A government target for relevant government procurement contracts for goods and services to be awarded to Māori businesses annually will increase to 8%, after the initial 5% target was exceeded.
Published: Rāpare, 23 Poutūterangi, 2023 | Thursday, 23 March 2023
The progressive procurement policy was introduced in 2020 to increase supplier diversity, starting with Māori businesses, for the estimated $51.5 billion spent on government procurement every year. Te Puni Kōkiri and the Ministry of Business, Innovation and Employment lead the kaupapa and have engaged with over 400 Māori businesses across 25 industries on government procurement in the last two years.

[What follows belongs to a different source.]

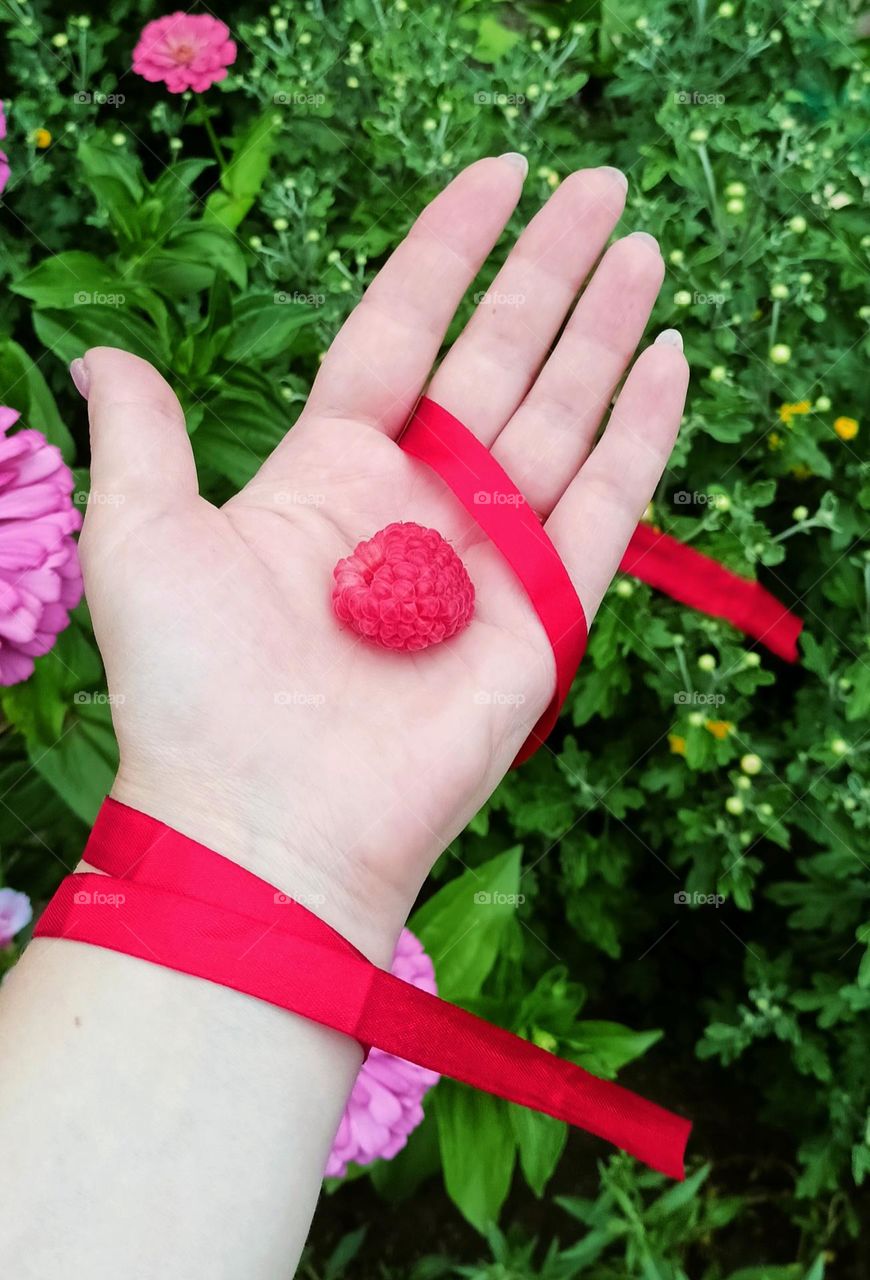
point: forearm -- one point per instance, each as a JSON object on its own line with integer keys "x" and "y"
{"x": 160, "y": 1124}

Māori Development Minister Willie Jackson said the initiative has had early success such as government agencies already exceeding the initial 5% target by reaching 6% in the first full year of reporting.
“Māori businesses made up 6% of the total of government procurement contracts for the 2021/22 financial year. This meant more than 3,200 contracts were awarded to Māori businesses across the public sector, worth a total value of about $930 million.”
“We know our collective buying power can deliver better value for people and communities. All businesses must still win contracts based on merit but getting agencies to consider benefits other than just price, is making a positive social impact and boosting the Māori economy.”
“This creates wider outcomes for Aotearoa such as Government engaging with more small to medium businesses, helping regional business growth and creating jobs and training opportunities.”
Image caption: Inia Maxwell and Rongopai Stirling-Maxwell own Wawata Creative, one of the Māori businesses supported by the progressive procurement programme.